Im Gespräch mit «reformiert.» betont Bardill, dass der Vorstand zeitlich zu kurzfristig informiert hätte. Zudem seien zahlreiche Informationen nicht transparent gewesen. Flury weist diesen Vorwurf entschieden zurück: «Der Vorstand und die Projektgruppe Renovation haben zweimal jährlich an den Versammlungen ausreichend informiert.» Der beauftragte Architekt Beat Buchli stellte, gemäss Protokoll, die Pläne jeweils vor den Mitgliedern dar.  

Das Gutachten

«Ein wichtiger Punkt ist aber das Gutachten des Historikers Leza Dosch», sagt Bardill. Dosch wurde im Hinblick auf die Renovierung von der Denkmalpflege Graubünden mit der Erstellung eines Gutachtens beauftragt.  Am 22. Juli 2019 machte der Kunsthistoriker dafür eine Begehung mit der Kirchgemeindepräsidentin. Am 18. August 2020 erschien das umfassende architekturhistorische Gutachten zur Innenraumgestaltung. «Der Innenraum muss als Gesamtkunstwerk verstanden werden», schreibt Dosch zur architekturhistorischen Einordnung. Das auffälligste Ausstattungselement - jene Orgel, die im Chor platziert wurde - sei in den damaligen Plänen in ihrem Standort nie infrage gestellt worden, stellt Dosch weiter fest.

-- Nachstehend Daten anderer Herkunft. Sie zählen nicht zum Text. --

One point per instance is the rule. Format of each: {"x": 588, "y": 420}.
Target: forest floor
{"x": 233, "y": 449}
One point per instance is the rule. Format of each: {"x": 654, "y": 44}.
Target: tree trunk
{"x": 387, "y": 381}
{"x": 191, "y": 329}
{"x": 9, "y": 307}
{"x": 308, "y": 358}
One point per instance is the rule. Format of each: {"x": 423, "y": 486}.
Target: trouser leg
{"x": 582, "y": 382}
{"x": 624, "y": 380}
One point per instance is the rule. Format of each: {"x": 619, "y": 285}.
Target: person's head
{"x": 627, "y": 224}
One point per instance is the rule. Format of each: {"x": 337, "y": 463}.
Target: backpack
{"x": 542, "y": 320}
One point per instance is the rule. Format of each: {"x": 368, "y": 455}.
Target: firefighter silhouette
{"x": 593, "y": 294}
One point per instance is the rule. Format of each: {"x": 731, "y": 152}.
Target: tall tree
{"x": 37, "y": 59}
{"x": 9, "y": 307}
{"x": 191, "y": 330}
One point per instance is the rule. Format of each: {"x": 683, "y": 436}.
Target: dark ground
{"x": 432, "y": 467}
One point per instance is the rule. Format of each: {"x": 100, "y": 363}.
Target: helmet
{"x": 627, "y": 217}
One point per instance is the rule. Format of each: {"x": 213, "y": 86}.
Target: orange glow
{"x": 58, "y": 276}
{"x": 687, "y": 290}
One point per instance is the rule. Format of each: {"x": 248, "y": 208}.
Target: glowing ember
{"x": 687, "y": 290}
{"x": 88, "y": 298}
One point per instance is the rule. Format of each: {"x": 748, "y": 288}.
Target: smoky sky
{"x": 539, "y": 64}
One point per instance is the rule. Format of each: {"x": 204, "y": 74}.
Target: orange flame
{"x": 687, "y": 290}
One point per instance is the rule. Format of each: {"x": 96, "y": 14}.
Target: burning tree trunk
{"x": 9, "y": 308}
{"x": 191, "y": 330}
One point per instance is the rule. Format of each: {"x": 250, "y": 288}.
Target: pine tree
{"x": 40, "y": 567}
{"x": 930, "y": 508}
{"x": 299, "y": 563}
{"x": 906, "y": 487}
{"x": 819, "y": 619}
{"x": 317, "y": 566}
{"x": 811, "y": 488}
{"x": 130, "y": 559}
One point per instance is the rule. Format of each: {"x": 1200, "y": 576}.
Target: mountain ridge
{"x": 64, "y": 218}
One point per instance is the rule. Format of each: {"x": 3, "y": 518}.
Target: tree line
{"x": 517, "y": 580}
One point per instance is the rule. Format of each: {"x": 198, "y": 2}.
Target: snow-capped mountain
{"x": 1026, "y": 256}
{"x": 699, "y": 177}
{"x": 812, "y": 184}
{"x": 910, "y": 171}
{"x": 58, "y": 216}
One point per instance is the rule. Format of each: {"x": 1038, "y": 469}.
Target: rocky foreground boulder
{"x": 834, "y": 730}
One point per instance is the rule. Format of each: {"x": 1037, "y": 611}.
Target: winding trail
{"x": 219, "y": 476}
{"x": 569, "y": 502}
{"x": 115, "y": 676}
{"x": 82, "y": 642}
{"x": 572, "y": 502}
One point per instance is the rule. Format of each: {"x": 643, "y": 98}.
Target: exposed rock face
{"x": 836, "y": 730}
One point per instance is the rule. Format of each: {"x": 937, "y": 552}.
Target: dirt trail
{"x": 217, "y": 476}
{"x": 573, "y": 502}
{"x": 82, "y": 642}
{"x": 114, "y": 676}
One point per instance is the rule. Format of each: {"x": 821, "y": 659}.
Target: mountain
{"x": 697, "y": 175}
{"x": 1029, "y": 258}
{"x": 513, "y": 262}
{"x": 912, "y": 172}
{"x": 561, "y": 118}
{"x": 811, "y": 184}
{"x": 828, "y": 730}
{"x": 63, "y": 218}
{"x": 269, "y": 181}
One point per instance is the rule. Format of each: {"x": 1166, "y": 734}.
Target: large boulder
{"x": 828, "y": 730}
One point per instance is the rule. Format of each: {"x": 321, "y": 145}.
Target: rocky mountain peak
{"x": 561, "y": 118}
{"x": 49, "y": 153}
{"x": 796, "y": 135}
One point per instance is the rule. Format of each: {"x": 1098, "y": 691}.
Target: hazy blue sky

Für Lukas Bardill liegt in dem zeitlichen Ablauf ein Schlüsselpunkt. Das Gutachten wurde nach der Versammlung am 6. Juni 2019 erstellt. «Das heisst nichts anderes als, dass den Mitgliedern nicht alle Informationen vorgelegen haben», so Bardill. Dosch kommt in seinem Gutachten zu einem eindeutigen Schluss. Er empfiehlt dem Kanton, die Kirche mitsamt seiner Ausstattung unter kantonalen Schutz zu stellen. Im Juni 2020 kam die Antwort aus Chur: «Die reformierte Kirche St. Johann in Schiers ist mitsamt der für ihre Wirkung wesentlichen Umgebung ein Schutzobjekt […] und unter kantonalen Denkmalschutz gestellt.» Im zweiten Absatz des Regierungsbeschlusses wird «die Innenraumausstattung von 1928 von diesem Schutz [jedoch] ausgenommen.»    

Ein neues Lied

Der Kirchenvorstand verdeutlichte am Abend des 17. Juni 2021 nochmals, wie wichtig ein Raum für kulturelle Anlässe sei. «Es braucht einen Kulturraum für Theater, Musik, Schulanlässe und Gottesdienste», so der Vorstand. Dieser Raum würde durch das Entfernen der Orgel entstehen. Gemäss seiner Broschüre für die Chorentleerung wurde der Vorstand unter anderem durch die Evangelische Mittelschule (EMS), durch das Bildungszentrum Palottis und durch die Musikschule Prättigau unterstützt. In einer ersten Abstimmung mittels Handzeichen wurden die Anwesenden gefragt, ob sie sich genug informiert fühlten. 68:15 Mitglieder bejahten das. In einer zweiten, schriftlichen und geheimen Abstimmung wurde gefragt, ob es nochmals zu einer Abstimmung über das Renovierungsprojekt kommen solle. Ein deutliches Mehr von 61 Stimmen verneinte das, wobei 38 Stimmen für eine erneute Abstimmung waren. «Das ist eine klare Aussage der Kirchgemeinde», resümierte Bardill anschliessend. Damit würde er die Renovierung und den Abbruch der Orgel mit Bedauern hinnehmen.